From the responses many in the audience are fans, they seen his show before, for others this is a new experience.
Unlike other absurdists, Spencer Jones and Paul Currie as examples, Tony’s act is word based. He doesn’t have hundreds of props, scenery or visual imagery. There is no artwork, or randomly created elements. Audience interaction is limited, and the guitar is used sparingly and fittingly.
The theme of the show is his world tour. He treats us to a variety of accents, which sound convincing. He has a gift for mimicry. There are a wide range of British dialects, brogues and slang which cleverly reflect location and social class. At one point he manages to carry off a Trinidadian accent, something that could easily go wrong for all sorts of reasons, but it works.

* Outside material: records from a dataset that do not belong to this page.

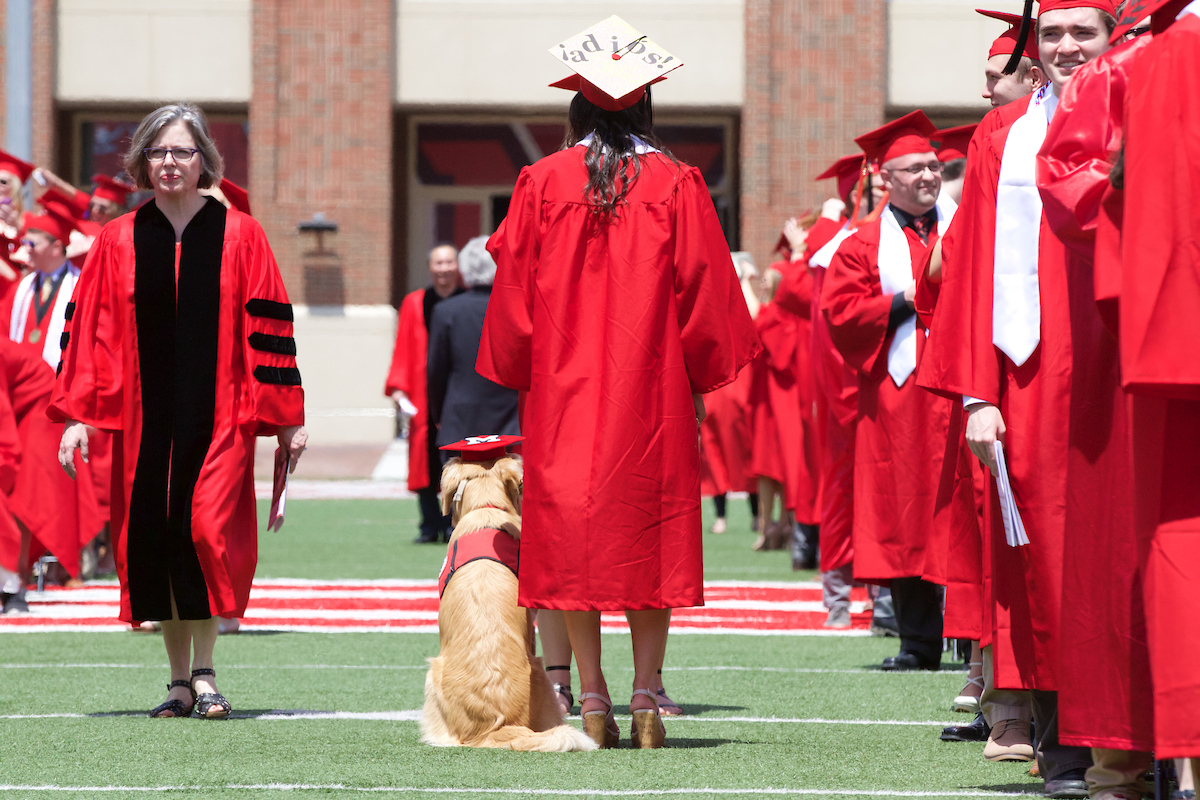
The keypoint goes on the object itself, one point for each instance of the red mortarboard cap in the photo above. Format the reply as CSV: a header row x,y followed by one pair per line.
x,y
1139,10
237,196
1107,6
52,221
847,170
22,169
953,142
1006,42
483,447
112,190
613,64
901,137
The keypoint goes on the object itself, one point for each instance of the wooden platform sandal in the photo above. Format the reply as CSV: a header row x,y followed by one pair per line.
x,y
648,732
210,702
177,708
600,726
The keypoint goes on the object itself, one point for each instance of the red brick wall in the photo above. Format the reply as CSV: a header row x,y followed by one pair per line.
x,y
815,79
321,127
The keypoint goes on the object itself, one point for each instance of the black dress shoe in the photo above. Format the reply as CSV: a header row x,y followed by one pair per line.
x,y
977,731
1068,785
906,661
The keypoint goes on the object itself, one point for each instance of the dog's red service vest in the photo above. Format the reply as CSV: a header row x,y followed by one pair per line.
x,y
485,543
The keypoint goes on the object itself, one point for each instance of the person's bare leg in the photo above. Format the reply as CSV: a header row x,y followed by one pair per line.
x,y
648,630
556,651
583,631
177,637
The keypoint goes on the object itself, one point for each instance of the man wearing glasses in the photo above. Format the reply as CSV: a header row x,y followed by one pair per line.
x,y
900,523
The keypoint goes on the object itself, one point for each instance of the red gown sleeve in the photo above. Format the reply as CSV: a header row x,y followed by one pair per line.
x,y
273,397
505,352
714,323
90,385
853,304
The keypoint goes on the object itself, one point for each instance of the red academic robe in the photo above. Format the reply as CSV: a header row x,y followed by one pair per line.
x,y
1104,687
837,389
795,296
1159,319
63,515
185,385
610,326
900,524
1023,585
408,374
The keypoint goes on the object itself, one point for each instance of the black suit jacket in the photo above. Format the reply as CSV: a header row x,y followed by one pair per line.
x,y
462,403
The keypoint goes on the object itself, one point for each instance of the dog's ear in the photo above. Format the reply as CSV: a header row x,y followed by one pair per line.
x,y
511,474
453,474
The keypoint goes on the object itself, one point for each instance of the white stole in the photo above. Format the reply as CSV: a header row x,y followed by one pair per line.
x,y
23,301
895,276
1017,305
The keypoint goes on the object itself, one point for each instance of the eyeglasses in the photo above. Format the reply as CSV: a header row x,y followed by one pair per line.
x,y
936,167
181,155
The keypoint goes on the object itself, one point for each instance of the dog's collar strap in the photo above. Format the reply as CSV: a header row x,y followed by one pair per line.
x,y
486,543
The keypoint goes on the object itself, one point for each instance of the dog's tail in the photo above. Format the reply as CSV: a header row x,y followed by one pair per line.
x,y
559,739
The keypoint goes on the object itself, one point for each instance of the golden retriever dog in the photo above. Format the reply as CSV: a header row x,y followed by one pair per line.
x,y
486,687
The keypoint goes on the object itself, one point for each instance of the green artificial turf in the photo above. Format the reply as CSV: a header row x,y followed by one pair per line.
x,y
114,678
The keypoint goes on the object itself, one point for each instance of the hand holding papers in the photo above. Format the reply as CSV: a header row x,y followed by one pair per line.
x,y
1014,529
280,492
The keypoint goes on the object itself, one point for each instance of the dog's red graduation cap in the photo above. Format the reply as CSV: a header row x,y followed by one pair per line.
x,y
483,447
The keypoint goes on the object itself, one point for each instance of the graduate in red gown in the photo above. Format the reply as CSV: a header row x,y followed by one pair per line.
x,y
900,444
180,343
613,316
1159,317
407,380
1002,344
25,385
1104,692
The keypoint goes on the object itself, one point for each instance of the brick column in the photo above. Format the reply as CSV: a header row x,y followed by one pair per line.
x,y
815,79
321,127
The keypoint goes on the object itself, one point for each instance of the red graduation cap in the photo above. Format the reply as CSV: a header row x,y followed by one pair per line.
x,y
112,190
10,163
484,447
1162,13
953,142
237,196
847,170
901,137
1006,42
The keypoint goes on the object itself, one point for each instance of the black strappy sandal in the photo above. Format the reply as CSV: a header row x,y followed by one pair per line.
x,y
564,690
209,701
177,708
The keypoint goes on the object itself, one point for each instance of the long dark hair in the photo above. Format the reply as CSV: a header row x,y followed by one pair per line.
x,y
612,161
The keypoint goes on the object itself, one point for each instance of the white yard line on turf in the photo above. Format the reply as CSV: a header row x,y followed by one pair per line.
x,y
414,715
550,793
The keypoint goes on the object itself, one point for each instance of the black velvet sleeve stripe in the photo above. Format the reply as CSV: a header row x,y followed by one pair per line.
x,y
280,376
268,343
269,308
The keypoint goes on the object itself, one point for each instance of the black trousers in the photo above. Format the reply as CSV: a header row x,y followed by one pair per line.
x,y
918,609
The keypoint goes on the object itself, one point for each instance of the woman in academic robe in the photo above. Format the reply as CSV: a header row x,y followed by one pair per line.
x,y
616,306
180,344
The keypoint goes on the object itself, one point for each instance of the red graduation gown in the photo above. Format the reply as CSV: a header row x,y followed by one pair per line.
x,y
1104,696
408,374
900,443
609,326
1023,584
186,385
25,385
1159,318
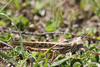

It’s fast paced, chaotic and puzzling. There is a feeling that as we try to work out one gag along comes something completely unrelated and away we go again. He tells us that his aim is to design a show where the audience are unable to describe what they saw to anyone else. As this review shows, he’s not far off. Certainly no one is going to be trying to tell Tony Law gags over a pint this evening.
There are high points, the Talking Heads piece, a brilliant and insightful Brexit analysis and the finale stood out. He is informative, fun and delivers his comedy with intensity. Definitely with a lot of intensity.
That said the gaps between the laughs seemed longer than in previous shows. There were elements where he slowed, where spotting the humour seemed harder than before but the audience liked the show and the applause was genuine.
This is not mainstream comedy, you have to work a bit harder to appreciate this. If you have not seen Tony before, be aware that he brings something different to the table. He is charismatic, his energy and intensity gives the show its power. This is a good show.